Courses/ Summer and Winter Clinic/paralegals:
  1. A one-year clinical course titled “Criminal Justice and Rights of Persons in Custody” has been developed to acquaint students with the nuts and bolts of the Indian criminal justice system with a specific focus on persons in custody. The course will familiarize students with police, prison, and legal aid institutions, their functioning, alongside the legal framework under which they operate. An important element of the course is to understand the situation of undertrial prisoners in India, the barriers they face in accessing justice, and the impact of their identities on vulnerability in custodial settings.
  2. Winter Clinical Programme 2023: The Winter Clinic at CJC was undertaken from 2nd January to 31st January 2023 where five students were part of the clinic supervised by Prof. Raja Bagga. The students of the clinics worked on the Police Custody Death Monitor (PCDM) Project, a collaboration between CJC and the Commonwealth Human Rights Initiative (CHRI). The students researched police custody deaths in 2022 in Delhi, Punjab, Uttar Pradesh, Tamil Nadu, Karnataka, Assam, West Bengal, Puducherry, Ladakh, and Jammu and Kashmir. The students compiled this information, reviewed the NHRC portal for these cases, analysed the information gathered from the reporting of these deaths to eventually develop a note on custodial deaths and accountability in these States.

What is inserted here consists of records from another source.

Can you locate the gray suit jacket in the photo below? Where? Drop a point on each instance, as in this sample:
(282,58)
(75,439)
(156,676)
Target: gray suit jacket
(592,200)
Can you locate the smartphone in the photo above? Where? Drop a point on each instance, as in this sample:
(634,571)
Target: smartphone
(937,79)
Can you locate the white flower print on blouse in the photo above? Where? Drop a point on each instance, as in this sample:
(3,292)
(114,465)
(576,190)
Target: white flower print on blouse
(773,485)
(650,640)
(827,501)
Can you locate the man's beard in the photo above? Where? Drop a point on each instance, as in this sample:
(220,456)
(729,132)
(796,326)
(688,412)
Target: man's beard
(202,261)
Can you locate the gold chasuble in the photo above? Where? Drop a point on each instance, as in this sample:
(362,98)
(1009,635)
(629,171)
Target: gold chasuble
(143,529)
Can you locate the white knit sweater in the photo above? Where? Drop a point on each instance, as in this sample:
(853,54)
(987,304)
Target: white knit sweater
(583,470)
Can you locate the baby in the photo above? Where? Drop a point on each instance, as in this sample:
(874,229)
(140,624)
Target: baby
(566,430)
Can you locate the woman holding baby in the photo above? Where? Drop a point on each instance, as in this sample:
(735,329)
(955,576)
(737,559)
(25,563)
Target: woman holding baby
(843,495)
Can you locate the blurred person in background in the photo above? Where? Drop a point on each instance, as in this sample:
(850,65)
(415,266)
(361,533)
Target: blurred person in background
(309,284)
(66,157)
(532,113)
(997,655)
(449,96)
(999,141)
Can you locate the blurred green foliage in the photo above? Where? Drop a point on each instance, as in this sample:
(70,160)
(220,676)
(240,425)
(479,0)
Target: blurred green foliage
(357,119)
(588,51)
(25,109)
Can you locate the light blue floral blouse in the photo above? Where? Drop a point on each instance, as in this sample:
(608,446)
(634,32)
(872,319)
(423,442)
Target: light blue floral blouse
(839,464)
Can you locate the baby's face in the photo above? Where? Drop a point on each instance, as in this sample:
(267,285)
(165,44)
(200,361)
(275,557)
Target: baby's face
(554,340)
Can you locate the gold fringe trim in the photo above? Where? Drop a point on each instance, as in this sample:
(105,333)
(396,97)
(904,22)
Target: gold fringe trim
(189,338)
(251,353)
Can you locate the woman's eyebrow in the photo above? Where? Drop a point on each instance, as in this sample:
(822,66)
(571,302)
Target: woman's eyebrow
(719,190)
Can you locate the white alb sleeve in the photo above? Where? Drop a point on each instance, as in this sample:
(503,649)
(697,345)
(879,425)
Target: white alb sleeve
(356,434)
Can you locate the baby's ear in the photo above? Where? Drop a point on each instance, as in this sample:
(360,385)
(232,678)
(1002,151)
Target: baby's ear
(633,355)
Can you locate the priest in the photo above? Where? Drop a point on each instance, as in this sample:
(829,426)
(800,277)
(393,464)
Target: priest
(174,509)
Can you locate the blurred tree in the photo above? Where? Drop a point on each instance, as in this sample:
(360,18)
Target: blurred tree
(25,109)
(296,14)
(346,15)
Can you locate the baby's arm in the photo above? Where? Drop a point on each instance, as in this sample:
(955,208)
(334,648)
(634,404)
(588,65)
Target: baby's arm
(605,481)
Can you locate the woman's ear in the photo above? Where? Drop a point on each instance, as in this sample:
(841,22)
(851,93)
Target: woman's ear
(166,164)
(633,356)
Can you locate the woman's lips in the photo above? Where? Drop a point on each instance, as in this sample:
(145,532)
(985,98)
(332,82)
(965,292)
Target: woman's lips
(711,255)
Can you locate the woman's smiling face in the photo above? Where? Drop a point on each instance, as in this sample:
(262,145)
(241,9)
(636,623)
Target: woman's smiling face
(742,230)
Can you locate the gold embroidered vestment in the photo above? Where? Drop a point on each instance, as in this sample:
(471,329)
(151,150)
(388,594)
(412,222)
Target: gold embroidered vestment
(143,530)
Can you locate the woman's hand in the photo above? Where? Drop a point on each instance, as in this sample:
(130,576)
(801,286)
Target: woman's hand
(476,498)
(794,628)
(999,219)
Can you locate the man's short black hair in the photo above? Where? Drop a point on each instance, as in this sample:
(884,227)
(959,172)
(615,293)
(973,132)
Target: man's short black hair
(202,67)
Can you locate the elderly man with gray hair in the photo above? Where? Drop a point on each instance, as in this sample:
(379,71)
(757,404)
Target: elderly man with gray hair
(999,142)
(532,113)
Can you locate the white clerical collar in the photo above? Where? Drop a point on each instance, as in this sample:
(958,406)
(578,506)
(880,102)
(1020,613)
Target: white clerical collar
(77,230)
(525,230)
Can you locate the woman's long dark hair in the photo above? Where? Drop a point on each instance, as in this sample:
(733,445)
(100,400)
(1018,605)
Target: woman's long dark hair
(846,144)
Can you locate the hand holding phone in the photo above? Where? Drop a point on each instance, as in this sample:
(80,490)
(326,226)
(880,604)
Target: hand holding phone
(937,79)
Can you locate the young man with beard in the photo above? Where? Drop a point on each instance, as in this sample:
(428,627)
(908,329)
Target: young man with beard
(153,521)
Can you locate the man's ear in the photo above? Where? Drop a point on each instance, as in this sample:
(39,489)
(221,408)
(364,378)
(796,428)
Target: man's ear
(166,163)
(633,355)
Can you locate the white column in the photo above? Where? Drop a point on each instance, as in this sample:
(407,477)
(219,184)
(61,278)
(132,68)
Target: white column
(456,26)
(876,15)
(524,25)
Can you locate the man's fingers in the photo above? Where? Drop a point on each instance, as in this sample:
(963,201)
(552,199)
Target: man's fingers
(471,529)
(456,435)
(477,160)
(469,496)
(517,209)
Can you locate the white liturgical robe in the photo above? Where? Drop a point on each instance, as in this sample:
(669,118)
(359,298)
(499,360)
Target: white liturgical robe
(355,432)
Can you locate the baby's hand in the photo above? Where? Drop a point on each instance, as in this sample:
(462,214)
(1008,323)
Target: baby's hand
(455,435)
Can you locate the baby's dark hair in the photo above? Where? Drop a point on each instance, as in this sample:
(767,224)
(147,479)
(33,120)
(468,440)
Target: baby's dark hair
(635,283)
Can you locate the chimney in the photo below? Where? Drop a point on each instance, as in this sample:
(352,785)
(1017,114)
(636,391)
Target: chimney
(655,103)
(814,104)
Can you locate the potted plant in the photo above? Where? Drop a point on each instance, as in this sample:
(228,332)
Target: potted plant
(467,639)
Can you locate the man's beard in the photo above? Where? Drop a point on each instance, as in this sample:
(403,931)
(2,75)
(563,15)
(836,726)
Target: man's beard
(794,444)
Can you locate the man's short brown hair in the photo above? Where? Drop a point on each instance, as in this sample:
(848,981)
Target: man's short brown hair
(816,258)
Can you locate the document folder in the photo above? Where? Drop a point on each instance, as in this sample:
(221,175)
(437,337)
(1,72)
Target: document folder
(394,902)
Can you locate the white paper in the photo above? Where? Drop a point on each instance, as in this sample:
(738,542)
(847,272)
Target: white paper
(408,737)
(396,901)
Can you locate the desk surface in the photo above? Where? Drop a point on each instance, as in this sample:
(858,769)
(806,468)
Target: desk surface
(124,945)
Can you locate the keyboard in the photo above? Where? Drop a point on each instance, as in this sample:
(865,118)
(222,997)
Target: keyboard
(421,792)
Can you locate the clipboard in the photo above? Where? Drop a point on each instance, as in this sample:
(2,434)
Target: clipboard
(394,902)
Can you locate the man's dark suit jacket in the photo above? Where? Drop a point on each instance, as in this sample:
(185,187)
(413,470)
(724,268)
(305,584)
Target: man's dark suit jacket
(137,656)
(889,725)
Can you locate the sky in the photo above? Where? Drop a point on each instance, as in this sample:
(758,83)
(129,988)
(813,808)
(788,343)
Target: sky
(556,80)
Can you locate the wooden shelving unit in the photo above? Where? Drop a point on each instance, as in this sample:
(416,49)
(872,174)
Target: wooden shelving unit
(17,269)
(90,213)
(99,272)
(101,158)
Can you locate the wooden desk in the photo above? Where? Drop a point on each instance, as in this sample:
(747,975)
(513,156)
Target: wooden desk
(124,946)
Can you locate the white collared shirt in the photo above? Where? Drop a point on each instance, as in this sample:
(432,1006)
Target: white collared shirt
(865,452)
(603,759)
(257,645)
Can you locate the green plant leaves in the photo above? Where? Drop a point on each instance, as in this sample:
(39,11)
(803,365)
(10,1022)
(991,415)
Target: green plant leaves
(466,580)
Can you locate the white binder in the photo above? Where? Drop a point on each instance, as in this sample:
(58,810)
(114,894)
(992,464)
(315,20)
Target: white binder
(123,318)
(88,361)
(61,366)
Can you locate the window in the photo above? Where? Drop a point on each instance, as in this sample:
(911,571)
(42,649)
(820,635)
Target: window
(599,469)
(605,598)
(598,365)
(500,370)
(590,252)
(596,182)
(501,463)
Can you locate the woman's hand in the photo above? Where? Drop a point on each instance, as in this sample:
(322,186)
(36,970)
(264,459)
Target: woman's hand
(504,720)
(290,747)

    • Summer Clinical Programme 2023: The Summer Clinic was undertaken from 3rd July to 31st  July 2023 where five students of the law school worked under the supervision of Prof. Raja Bagga. The students of the clinics worked on a) the Criminal Litigation Project under Advocate Ajay Verma, and b) the Police Custody Death Monitor (PCDM) Project, a collaboration between CJC and the Commonwealth Human Rights Initiative (CHRI).
    • The Criminal Justice Clinic initiated two projects with six student paralegals on 15th August 2023. The two projects are a review of Criminal Laws and a Review of the UP Jail Manual 2022.
Publications
  • Commemorating Nelson Mandela Day, the Criminal Justice Clinic, in collaboration with India Vision Foundation and Uttar Pradesh Prison Department launched the compendium on International Standards on Imprisonment on 24th July 2023. The compendium, encompassing the Nelson Mandela Rules, the Bangkok Rules, and the Tokyo Rules is a result of a collaborative project undertaken by the Clinic and India Vision Foundation.